TOWNSEND -- Last season, the Townsend wrestling team posted its best finish at the state tournament since the 2010-11 season with a sixth-place finish.
Every Bulldog is looking to top that this year.
"I'm just going to try my best. I'm not looking for anything amazing or trying to set new records. I'm just trying to do a personal best on myself," said Ty Steele. "I want to help carry the team at the 160-pound weight, but if I can't do that then, you know, I'll just try my best every place I go."
When competing, the only factors are the two wrestlers and the referee. Much like golf or singles tennis, there's only one person athletes can look at following a win or loss: themselves.
On the surface, wrestling only features a team aspect when staring at the scorecard at the end of a dual or tournament. However, it's the countless hours spent practicing and training along one another that's built a brotherhood in the Townsend wrestling room.
"It is a very individual sport, but because you spend so much time with each other, you really become a team and it feels like you're brothers pretty much," said Will Lane. "It really bonds you together -- spending as much time in the gym and working your heart out to reach a common goal."
"When you're wrestling, you are just your individual match," said Jadon Lamb. "You have your entire team cheering you on, everybody helping you out, helping you down, everybody just, you all come together closer."

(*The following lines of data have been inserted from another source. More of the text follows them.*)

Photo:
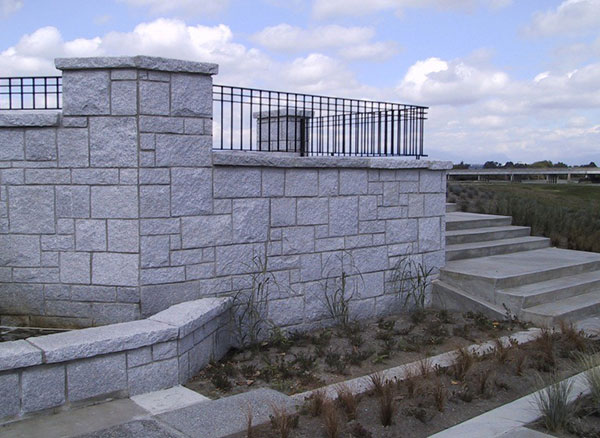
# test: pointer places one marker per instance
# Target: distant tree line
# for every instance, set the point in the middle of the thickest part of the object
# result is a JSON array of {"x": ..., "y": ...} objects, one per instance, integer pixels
[{"x": 544, "y": 164}]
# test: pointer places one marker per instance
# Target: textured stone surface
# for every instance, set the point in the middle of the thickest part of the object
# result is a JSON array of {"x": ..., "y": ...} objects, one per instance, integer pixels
[
  {"x": 110, "y": 376},
  {"x": 43, "y": 387},
  {"x": 94, "y": 341}
]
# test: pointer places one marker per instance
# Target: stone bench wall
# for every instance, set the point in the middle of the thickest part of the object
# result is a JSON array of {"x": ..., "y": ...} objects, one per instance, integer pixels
[{"x": 113, "y": 361}]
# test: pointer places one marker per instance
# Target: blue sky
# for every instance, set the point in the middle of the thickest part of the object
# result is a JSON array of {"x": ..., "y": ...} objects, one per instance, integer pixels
[{"x": 506, "y": 80}]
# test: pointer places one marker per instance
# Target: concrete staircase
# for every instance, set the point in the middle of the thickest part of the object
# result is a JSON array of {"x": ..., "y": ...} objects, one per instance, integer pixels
[{"x": 495, "y": 267}]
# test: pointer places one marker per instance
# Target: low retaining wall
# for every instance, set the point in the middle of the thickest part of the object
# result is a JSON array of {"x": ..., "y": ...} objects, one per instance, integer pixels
[{"x": 118, "y": 360}]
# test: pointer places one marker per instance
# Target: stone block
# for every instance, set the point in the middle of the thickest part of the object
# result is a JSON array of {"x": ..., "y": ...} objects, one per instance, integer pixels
[
  {"x": 113, "y": 142},
  {"x": 12, "y": 144},
  {"x": 202, "y": 231},
  {"x": 298, "y": 240},
  {"x": 154, "y": 98},
  {"x": 283, "y": 212},
  {"x": 123, "y": 235},
  {"x": 273, "y": 182},
  {"x": 183, "y": 150},
  {"x": 115, "y": 269},
  {"x": 430, "y": 181},
  {"x": 313, "y": 211},
  {"x": 114, "y": 202},
  {"x": 343, "y": 216},
  {"x": 19, "y": 250},
  {"x": 90, "y": 235},
  {"x": 154, "y": 251},
  {"x": 75, "y": 267},
  {"x": 9, "y": 394},
  {"x": 250, "y": 220},
  {"x": 238, "y": 259},
  {"x": 98, "y": 376},
  {"x": 123, "y": 96},
  {"x": 86, "y": 92},
  {"x": 73, "y": 150},
  {"x": 40, "y": 144},
  {"x": 191, "y": 95},
  {"x": 18, "y": 354},
  {"x": 237, "y": 182},
  {"x": 162, "y": 275},
  {"x": 328, "y": 182},
  {"x": 301, "y": 182},
  {"x": 31, "y": 209},
  {"x": 72, "y": 202},
  {"x": 155, "y": 201},
  {"x": 400, "y": 231},
  {"x": 354, "y": 182},
  {"x": 430, "y": 234},
  {"x": 191, "y": 191},
  {"x": 43, "y": 387}
]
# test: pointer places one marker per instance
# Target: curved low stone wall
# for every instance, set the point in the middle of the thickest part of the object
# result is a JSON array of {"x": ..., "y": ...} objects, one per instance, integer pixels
[{"x": 117, "y": 360}]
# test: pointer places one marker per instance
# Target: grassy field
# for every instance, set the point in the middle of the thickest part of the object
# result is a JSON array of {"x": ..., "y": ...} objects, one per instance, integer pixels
[{"x": 569, "y": 214}]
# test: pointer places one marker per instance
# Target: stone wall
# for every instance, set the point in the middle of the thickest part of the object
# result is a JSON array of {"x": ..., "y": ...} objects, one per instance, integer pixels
[{"x": 117, "y": 208}]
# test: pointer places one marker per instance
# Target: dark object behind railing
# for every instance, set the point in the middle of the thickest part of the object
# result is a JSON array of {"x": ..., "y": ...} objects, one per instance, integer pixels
[
  {"x": 262, "y": 120},
  {"x": 29, "y": 93}
]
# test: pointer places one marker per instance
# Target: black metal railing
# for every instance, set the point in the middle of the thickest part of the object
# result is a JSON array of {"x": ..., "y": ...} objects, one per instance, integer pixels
[
  {"x": 28, "y": 93},
  {"x": 278, "y": 121}
]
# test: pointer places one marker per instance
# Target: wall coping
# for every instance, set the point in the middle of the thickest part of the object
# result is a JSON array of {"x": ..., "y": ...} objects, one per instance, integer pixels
[
  {"x": 170, "y": 324},
  {"x": 139, "y": 62},
  {"x": 20, "y": 119},
  {"x": 272, "y": 159}
]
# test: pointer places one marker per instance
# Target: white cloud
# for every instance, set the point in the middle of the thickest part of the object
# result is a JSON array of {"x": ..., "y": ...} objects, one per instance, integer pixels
[
  {"x": 335, "y": 8},
  {"x": 9, "y": 7},
  {"x": 194, "y": 7},
  {"x": 571, "y": 17},
  {"x": 352, "y": 43}
]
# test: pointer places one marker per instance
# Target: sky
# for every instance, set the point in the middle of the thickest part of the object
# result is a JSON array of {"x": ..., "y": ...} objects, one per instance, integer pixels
[{"x": 514, "y": 80}]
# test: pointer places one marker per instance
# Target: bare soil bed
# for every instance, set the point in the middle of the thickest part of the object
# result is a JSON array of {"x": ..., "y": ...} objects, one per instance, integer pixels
[
  {"x": 440, "y": 398},
  {"x": 294, "y": 363}
]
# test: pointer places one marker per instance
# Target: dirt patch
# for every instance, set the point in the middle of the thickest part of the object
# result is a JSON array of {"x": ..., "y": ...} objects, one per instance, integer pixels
[
  {"x": 294, "y": 363},
  {"x": 421, "y": 406}
]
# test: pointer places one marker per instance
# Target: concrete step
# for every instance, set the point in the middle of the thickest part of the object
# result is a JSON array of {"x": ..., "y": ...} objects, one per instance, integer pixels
[
  {"x": 494, "y": 247},
  {"x": 464, "y": 221},
  {"x": 450, "y": 207},
  {"x": 485, "y": 275},
  {"x": 570, "y": 309},
  {"x": 544, "y": 292},
  {"x": 485, "y": 234}
]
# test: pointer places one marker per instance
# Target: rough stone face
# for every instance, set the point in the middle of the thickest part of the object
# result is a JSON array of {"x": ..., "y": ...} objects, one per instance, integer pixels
[
  {"x": 115, "y": 202},
  {"x": 115, "y": 269},
  {"x": 86, "y": 93},
  {"x": 113, "y": 142},
  {"x": 191, "y": 191},
  {"x": 110, "y": 376},
  {"x": 31, "y": 209},
  {"x": 43, "y": 387}
]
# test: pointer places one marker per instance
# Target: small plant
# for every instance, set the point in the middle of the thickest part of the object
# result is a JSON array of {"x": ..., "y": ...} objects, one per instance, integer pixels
[
  {"x": 553, "y": 403},
  {"x": 282, "y": 421},
  {"x": 386, "y": 404},
  {"x": 347, "y": 400},
  {"x": 331, "y": 419}
]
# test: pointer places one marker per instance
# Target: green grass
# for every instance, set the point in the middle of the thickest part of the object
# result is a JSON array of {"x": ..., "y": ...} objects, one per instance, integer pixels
[{"x": 569, "y": 214}]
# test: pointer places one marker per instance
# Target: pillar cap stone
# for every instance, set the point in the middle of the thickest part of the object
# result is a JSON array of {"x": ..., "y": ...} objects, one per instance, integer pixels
[{"x": 139, "y": 62}]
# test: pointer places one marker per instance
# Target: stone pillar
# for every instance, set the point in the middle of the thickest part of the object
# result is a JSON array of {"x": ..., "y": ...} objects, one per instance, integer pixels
[{"x": 283, "y": 130}]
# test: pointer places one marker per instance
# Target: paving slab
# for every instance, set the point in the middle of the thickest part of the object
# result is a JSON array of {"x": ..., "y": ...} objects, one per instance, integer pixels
[
  {"x": 75, "y": 422},
  {"x": 177, "y": 397},
  {"x": 226, "y": 416}
]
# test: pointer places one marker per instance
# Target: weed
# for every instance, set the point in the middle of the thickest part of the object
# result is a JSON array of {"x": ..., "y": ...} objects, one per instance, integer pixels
[
  {"x": 331, "y": 419},
  {"x": 552, "y": 401},
  {"x": 283, "y": 421},
  {"x": 386, "y": 405},
  {"x": 347, "y": 400}
]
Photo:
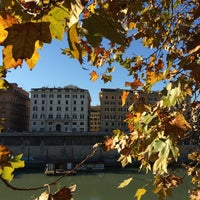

Bulldogs head coach John O'Dell sees that atmosphere every day he steps into practice and knows his team has the potential to be something special, even if it means getting yelled at by officials from time to time.
"Where you really see it start to happen is in a dual match, when the kids are looking up at the scoreboard and they realize what they do on the mat right then matters. They'll celebrate with a kid getting his first win in a dual match. That big first varsity win for a kid in a dual match is huge and all the kids know and they recognize that and celebrate with them," said O'Dell, who then began to chuckle. "We actually get a lot of warnings from officials because our kids celebrate a lot and congratulate each other and want to be right on the mat edge, but that's a penalty I'll take as a coach."
The Bulldogs will open their 2019-20 season in Cascade at the Badger Invitational on Dec. 6.